Unfortunately if you hired solicitors they’d both say to stay put.

he needs to start divorce petition and start process to agree financial split. If he won’t do this, you do it instead. But tell him you expect him to do donkey work in admin as he’s the one instigating. Give him 3 weeks to log petition otherwise tell him you will do it and your expenses will come from his potion of financial settlement. All divorces now are no fault - you can even petition together,.

while you wait for him to do that, agree when you’ll be using kitchen, lounge etc . Come up with rota . Stop doing anything for him(you must in law if you are claiming seperation ) . This includes not doing food shop, cooking laundry. Agree a cleaning rota. Separate from his family and do nothing like sending birthday cards etc

Then get hold of the Advice Now guides on divorce while you’re waiting on him to start. The link is at top of page in MN divorce chat room now as I asked them to put it there. These are written by solicitors to helpavoid solicitor costs and are DIY guides. For English law only. They do cost £20 or so to download but that is cheap when a solicitor will cost you £200 per hour plus. Read both ones on divorce process itself (you do NOTeither of you, require a solicitor for this- it is very easy website and simple to do). You can also go onto the Gov.com web site and follow process in there and download all forms you will need for your financial settlement like Form E and D81.
get the advice now guide to financial settlements. If you can agree between you then you just need to pay for solicitor to put into legal draft for court to approve . Really until that’s drafted by a solicitor and you’ve provisionally signed ready for the courts, no solicitor would advise anyone moving out. The financial settlement requires you both to make full legal financial disclosure on Form E, and then D81 if you can agree and going consent order route. In all cases the court uses 10 or so criteria to determine what is a “fair” settlement - this may not be 50:50 in all cases. The advice now guide tells you these criteria, and explains the different processes around consent orders or financial agreements made by the court if you can’t agree yourselves. If you can’t agree you are now required by law to go to mediation before you ask court to settle.
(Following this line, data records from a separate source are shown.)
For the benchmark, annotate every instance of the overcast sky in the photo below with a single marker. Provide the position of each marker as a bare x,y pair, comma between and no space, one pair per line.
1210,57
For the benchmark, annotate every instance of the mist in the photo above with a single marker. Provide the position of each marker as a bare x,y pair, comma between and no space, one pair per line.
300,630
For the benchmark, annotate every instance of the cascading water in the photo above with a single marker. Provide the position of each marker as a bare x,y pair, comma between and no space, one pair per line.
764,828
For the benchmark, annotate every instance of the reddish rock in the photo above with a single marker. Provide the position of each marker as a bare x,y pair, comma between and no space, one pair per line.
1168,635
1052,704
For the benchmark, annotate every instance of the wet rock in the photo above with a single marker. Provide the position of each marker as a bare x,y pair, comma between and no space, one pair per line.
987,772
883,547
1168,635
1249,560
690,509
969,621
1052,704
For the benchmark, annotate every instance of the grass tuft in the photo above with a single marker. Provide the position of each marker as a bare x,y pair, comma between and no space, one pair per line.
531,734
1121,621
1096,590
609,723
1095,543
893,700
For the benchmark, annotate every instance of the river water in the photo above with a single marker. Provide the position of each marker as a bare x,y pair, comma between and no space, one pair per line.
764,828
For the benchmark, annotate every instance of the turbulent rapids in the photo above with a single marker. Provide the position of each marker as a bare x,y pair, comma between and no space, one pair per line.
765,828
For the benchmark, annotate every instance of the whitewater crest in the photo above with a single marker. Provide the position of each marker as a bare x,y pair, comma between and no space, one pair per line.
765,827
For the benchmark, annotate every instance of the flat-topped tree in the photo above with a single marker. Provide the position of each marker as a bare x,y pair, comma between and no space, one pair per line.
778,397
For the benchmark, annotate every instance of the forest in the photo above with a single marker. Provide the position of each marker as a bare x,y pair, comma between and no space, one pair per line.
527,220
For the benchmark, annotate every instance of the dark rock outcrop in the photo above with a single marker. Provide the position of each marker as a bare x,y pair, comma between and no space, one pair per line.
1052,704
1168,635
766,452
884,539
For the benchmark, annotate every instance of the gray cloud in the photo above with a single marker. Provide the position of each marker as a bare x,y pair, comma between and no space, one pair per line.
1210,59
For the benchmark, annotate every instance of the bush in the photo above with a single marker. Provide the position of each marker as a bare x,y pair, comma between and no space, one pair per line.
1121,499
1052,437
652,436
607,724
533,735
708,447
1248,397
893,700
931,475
if you can reach agreement amicably it will help him and you to have confidence to move out or on at an earlier stage.

Roght now though, he has pulled a surprise and shock on you. He has had a chance to visualise his future without you. You need to get to that place too and it takes time. One piece of this is the question of where you will live, how you will live, what you will live on (money). Getting your head around the process in these guides will help you with that and set out more clearly the future implications. Once that part of the unknown (and therefore fear) starts to become clearer you will be able to start to move forwards

also look at the Grief Pathway model- that’s what you’re going though. It will take time and will produce all sorts of odd emotions. Understanding the pathway will help you make a bit more sense that what you feel is reasonable and understand able. Be gentle on yourself

Try to stay as unemotional with him as possible. Keep it practice and amicable if possible, you’ll both save enormous amounts of money, time and stress if you can get through it amicable with minimal solicitors costs - neither of you are going to come out better off in the end with all the fancy and expensive solicitors in the world (unless you’re millionaires) , so better to avoid mediation let alone the courts unless he really won’t engage or is being abusive.

kingtamponthefurred · 13/11/2022 14:28

Having friends or family with you sounds like a good idea. Could your mother come for an extended stay?

kingtamponthefurred · 13/11/2022 14:29

And yes, you need to act promptly if you want the house sold before prices drop. Tell him this. Self interest might galvanise him into action even if decency won't.